Alors qu’elle se prépare à fouler une dernière fois les courts de Flushing Meadows, Caroline Garcia vit ses derniers instants sur le circuit avec une sérénité rare. L’ancienne n°4 mondiale, qui a marqué le tennis tricolore par sa combativité et son panache, va tirer sa révérence à l’US Open 2025. Le moment est donc venu pour analyser ce que représente cette décision pour la joueuse, mais aussi pour le tennis français.
Une fin de carrière réfléchie et libératrice
C’est devant les micros, à Cincinnati, que Caroline Garcia, visiblement libérée, a confirmé qu’elle ne regrettait en rien son choix de prendre sa retraite : « Je n’ai plus en moi ce qu’il faut pour mener une vie comme ça », a-t-elle déclaré à la presse après sa défaite contre Karolina Muchova au deuxième tour du tournoi américain (propos relevés par L’Équipe, août 2025). Cette phrase, lourde de sens, témoigne d’un besoin de tourner la page après une carrière exigeante, marquée autant par la lutte contre les blessures que par les sommets atteints.

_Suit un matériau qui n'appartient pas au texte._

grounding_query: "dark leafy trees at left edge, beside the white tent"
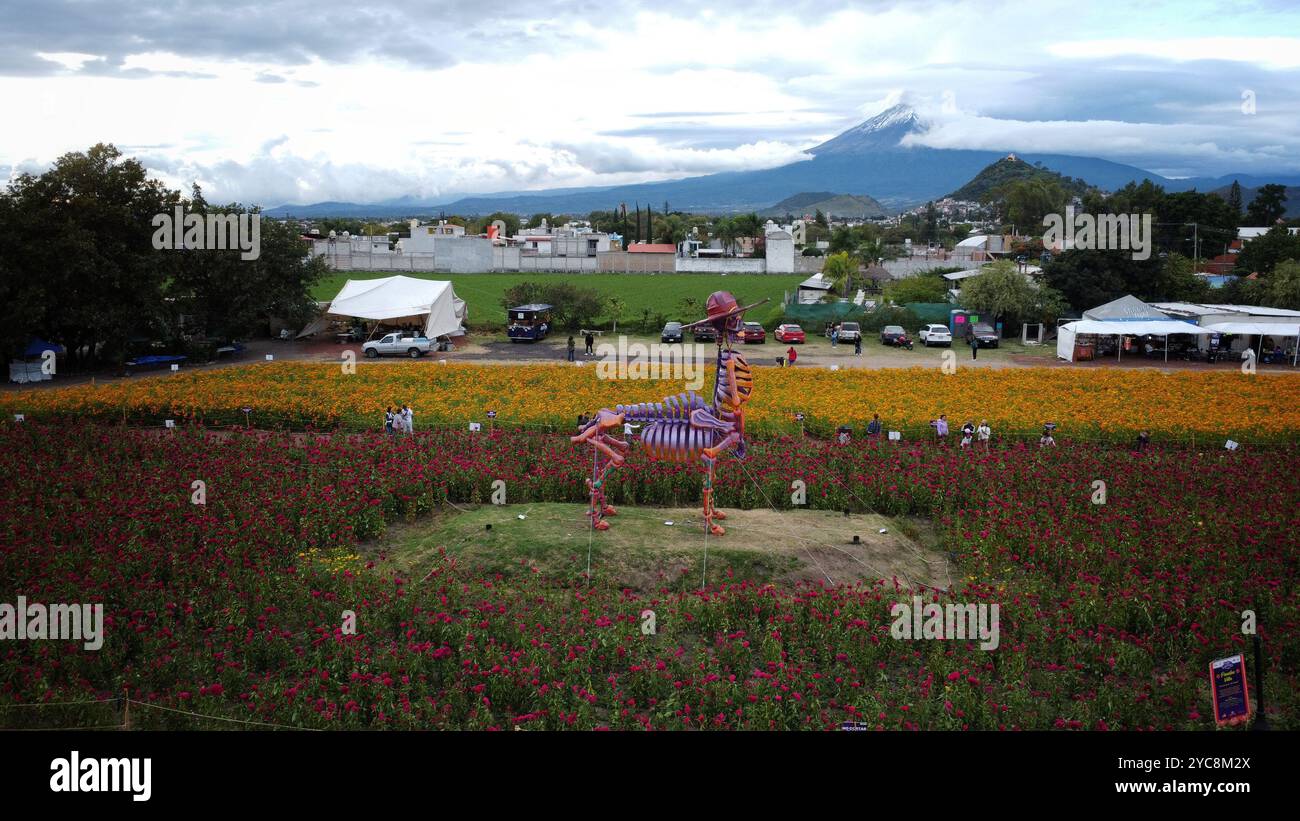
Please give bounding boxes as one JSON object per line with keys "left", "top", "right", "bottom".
{"left": 0, "top": 144, "right": 328, "bottom": 370}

Garcia n’abandonne pas par manque de niveau. Elle maintient une position respectable dans le top 30 et occupe encore un rôle de figure de proue pour le tennis français féminin. Mais en 2025, après 14 années sur le circuit, la fatigue physique et mentale accumulée a fini par peser trop lourd. « C’est une discipline quotidienne, une énergie constante. Aujourd’hui, je veux autre chose », a-t-elle confié, toujours selon la même source.
Un parcours riche et parfois en dents de scie
Pour comprendre cette retraite, il faut revenir sur la trajectoire atypique de Caroline Garcia. Formée chez elle à Lyon, elle est propulsée sur le devant de la scène lors de Roland-Garros 2011, où, à seulement 17 ans, elle pousse Maria Sharapova au troisième set. L’éclosion est fulgurante, mais les attentes immenses. Sa carrière sera marquée par des hauts impressionnants – quart de finaliste à Roland-Garros en 2017, vainqueure du Masters WTA en 2022 – et des périodes de doute tout aussi intenses.
Avec une technique offensive redoutable, Garcia est aussi connue pour ses passages à vide, liés selon ses propres aveux, à la pression et au manque de plaisir sur le circuit. En 2022, après une longue traversée du désert, elle revient au plus haut niveau et stupéfie le monde du tennis en remportant le WTA Finals à Fort Worth. Ce sacre tardif, à 29 ans, incarne parfaitement sa résilience.
Quel héritage pour le tennis français ?
Garcia aura porté haut les couleurs françaises dans une ère où les figures féminines se sont faites plus rares. Depuis la retraite de Marion Bartoli et les dernières grandes campagnes d’Amélie Mauresmo, le tennis féminin tricolore peine à se renouveler au plus haut niveau. Caroline Garcia, avec ses neuf titres en simple – dont trois WTA 1000 – restera une figure de référence.
Mais au-delà des chiffres, c’est sa détermination et sa capacité à revenir d’échecs parfois profonds qui laisseront une trace. Elle a aussi symbolisé une mentalité plus offensive, libérée, et souvent assumée face à la critique. Son message avant l’US Open est celui d’une athlète en paix : elle quitte un sport qu’elle a aimé mais ne se sent plus prête à l’affronter au quotidien.
Et maintenant ? Une page se tourne, mais l’histoire continue
La question d’un après-carrière se pose d’ores et déjà. Même si Garcia n’a pas encore confirmé ce qui l’attend, plusieurs pistes semblent s’ouvrir : le coaching – elle qui a toujours eu une connaissance technique fine du jeu –, les médias ou un rôle au sein de la Fédération française de tennis.
L’US Open 2025 sera donc bien plus qu’un simple dernier tournoi : ce sera un hommage à une sportive dont le parcours inspire autant qu’il interroge sur les sacrifices mentaux et physiques du haut niveau.
Alors que la dernière balle de sa carrière est sur le point d’être frappée, Caroline Garcia pourrait bien entendre une standing ovation méritée : celle réservée aux athlètes qui quittent la scène avec panache, en ayant tout donné.